# Cell Phone Pics



## Rob V (Apr 4, 2005)

Lets see your best pictures taken with cell phones. Here are some recent ones of mine. Please forgive the presence of a Rover by the way.


----------



## aDoBo (May 2, 2005)

oh the art of photoshop.

how about we get them as raw files.

*Motorola V400*


----------



## Rob V (Apr 4, 2005)

aDoBo said:


> oh the art of photoshop.
> 
> how about we get them as raw files.


It's a wonderful thing isn't it. But since you asked here are the raw files. Untouched with the exception of resizing for web.


----------



## rost12 (Dec 22, 2001)

Nothing wrong with photochopping your photos to make 'em better. Nicely done! :thumbup:


----------



## daytonaviolet (Jan 30, 2004)

aDoBo said:


> oh the art of photoshop.
> 
> how about we get them as raw files.
> 
> *Motorola V400*


nice pics.. but is your screen name like Chicken Adobo?


----------



## e.biemold (Jul 11, 2003)

I don't have a cell phone :dunno:


----------



## aDoBo (May 2, 2005)

daytonaviolet said:


> nice pics.. but is your screen name like Chicken Adobo?


haha yeah. nice one.


----------



## prepschoolbmw (Aug 24, 2005)

*reply*

my car.. taken from by my new phone.


----------



## SARAFIL (Feb 19, 2003)

prepschoolbmw said:


> my car.. taken from by my new phone.


pssst....

There is no such thing as a 1996 5-series in the US. BMW stopped production of the E34 (the model you have) as a 1995 model, and the new 5 series (E39) came out as a 1997 model.


----------



## VIDEV (Sep 11, 2005)

SARAFIL nice pics man :thumbup: .What is your cell phone ? I have a Nokia 6600 but your photos is so better for my


----------



## Rob V (Apr 4, 2005)

Here is another recent Cell Phone pic. This one is very heavily edited but I like the result.


----------



## VIDEV (Sep 11, 2005)

yeap man good shot but your picture is maybe edited it`s true ?


----------



## Liverman (Jun 14, 2005)

This is certainly an interesting idea...

I've only had my Nokia 6230 for a little while...so far I've just messed around with it taking random "office art" (wow! lookey here, my phone took a pitcher!). Now I gotta get out there and try for somethin' artistic...

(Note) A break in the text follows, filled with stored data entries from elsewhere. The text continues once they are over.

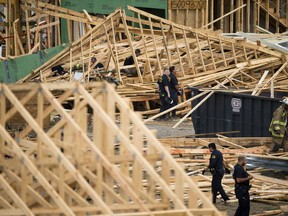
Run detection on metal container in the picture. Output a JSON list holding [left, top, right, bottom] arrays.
[[190, 88, 284, 137]]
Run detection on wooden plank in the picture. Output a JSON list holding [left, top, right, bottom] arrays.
[[0, 91, 5, 166], [195, 32, 206, 72], [148, 16, 162, 75], [171, 24, 185, 75], [6, 0, 11, 57], [265, 0, 269, 30], [252, 70, 269, 95], [250, 173, 288, 187], [247, 0, 251, 32], [0, 209, 24, 216], [219, 37, 228, 67], [5, 169, 52, 208], [121, 11, 143, 83], [207, 36, 216, 70], [182, 28, 195, 74], [160, 20, 172, 68]]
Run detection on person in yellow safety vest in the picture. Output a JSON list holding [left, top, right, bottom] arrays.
[[269, 97, 288, 152]]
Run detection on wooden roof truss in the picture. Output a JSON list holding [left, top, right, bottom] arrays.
[[0, 82, 223, 215]]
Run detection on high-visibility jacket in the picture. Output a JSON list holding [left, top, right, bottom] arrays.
[[269, 105, 288, 138]]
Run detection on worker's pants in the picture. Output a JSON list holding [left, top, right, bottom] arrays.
[[159, 95, 170, 119], [170, 90, 178, 117], [271, 137, 288, 152], [235, 187, 250, 216], [211, 172, 229, 203]]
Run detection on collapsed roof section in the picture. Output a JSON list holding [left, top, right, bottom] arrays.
[[0, 82, 222, 215], [19, 4, 286, 88]]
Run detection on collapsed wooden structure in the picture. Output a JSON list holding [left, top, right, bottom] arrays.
[[0, 82, 223, 215], [1, 0, 288, 58], [20, 5, 287, 85], [7, 3, 286, 117]]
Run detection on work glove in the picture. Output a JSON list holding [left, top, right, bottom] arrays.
[[201, 169, 206, 175], [225, 167, 231, 174]]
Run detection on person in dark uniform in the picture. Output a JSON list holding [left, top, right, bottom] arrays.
[[91, 57, 104, 70], [233, 155, 253, 216], [51, 64, 66, 76], [169, 66, 181, 118], [122, 49, 142, 76], [157, 68, 172, 120], [206, 143, 229, 204]]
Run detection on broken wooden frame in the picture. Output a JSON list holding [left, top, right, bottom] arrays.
[[0, 82, 223, 215], [14, 5, 288, 120]]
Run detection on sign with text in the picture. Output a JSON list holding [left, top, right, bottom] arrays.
[[169, 0, 206, 10], [231, 98, 242, 113]]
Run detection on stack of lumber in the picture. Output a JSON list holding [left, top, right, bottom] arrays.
[[159, 136, 288, 215], [0, 82, 224, 216]]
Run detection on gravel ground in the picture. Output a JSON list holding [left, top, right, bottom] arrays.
[[145, 117, 194, 139], [216, 201, 288, 216]]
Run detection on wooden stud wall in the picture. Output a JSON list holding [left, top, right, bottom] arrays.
[[168, 0, 288, 33]]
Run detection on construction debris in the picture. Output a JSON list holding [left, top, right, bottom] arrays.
[[0, 1, 288, 215], [159, 136, 288, 214], [4, 2, 285, 118]]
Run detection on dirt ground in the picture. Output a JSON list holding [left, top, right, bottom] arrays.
[[145, 118, 288, 216], [216, 201, 288, 216], [145, 117, 194, 139]]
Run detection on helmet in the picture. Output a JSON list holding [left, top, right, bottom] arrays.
[[281, 98, 288, 106], [164, 97, 173, 105]]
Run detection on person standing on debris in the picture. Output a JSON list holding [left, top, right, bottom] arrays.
[[157, 68, 173, 120], [204, 143, 230, 204], [122, 49, 142, 76], [269, 97, 288, 153], [233, 155, 253, 216], [169, 66, 182, 118], [91, 57, 104, 70], [51, 65, 66, 77]]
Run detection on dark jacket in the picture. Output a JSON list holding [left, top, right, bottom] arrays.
[[209, 149, 224, 174]]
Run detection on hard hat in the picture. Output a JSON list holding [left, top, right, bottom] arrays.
[[281, 98, 288, 105]]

I'm curious about the equipment we're using. If you are so inclined, please post:

Phone model
Resolution of the camera
Post-processing details if post-processing was performed
Nokia 6230b, 640x480 (0.31 MP)


----------



## Rob V (Apr 4, 2005)

My camera phone is a Samsung MM-A700, resolution 1152x864 (1.8mp?) and post processing is probably too in-depth to list here so I'll sumarize. For the first set of pictures I pretty much just used levels and a duplicate layer set to Overlay. Dodging and burning also used pretty extensively. For the latest picture posted I mainly Motion blur on the area around the car and radial blur on the wheel. Desat and the usual Dodge/Burn. This is all Photoshop of course.


----------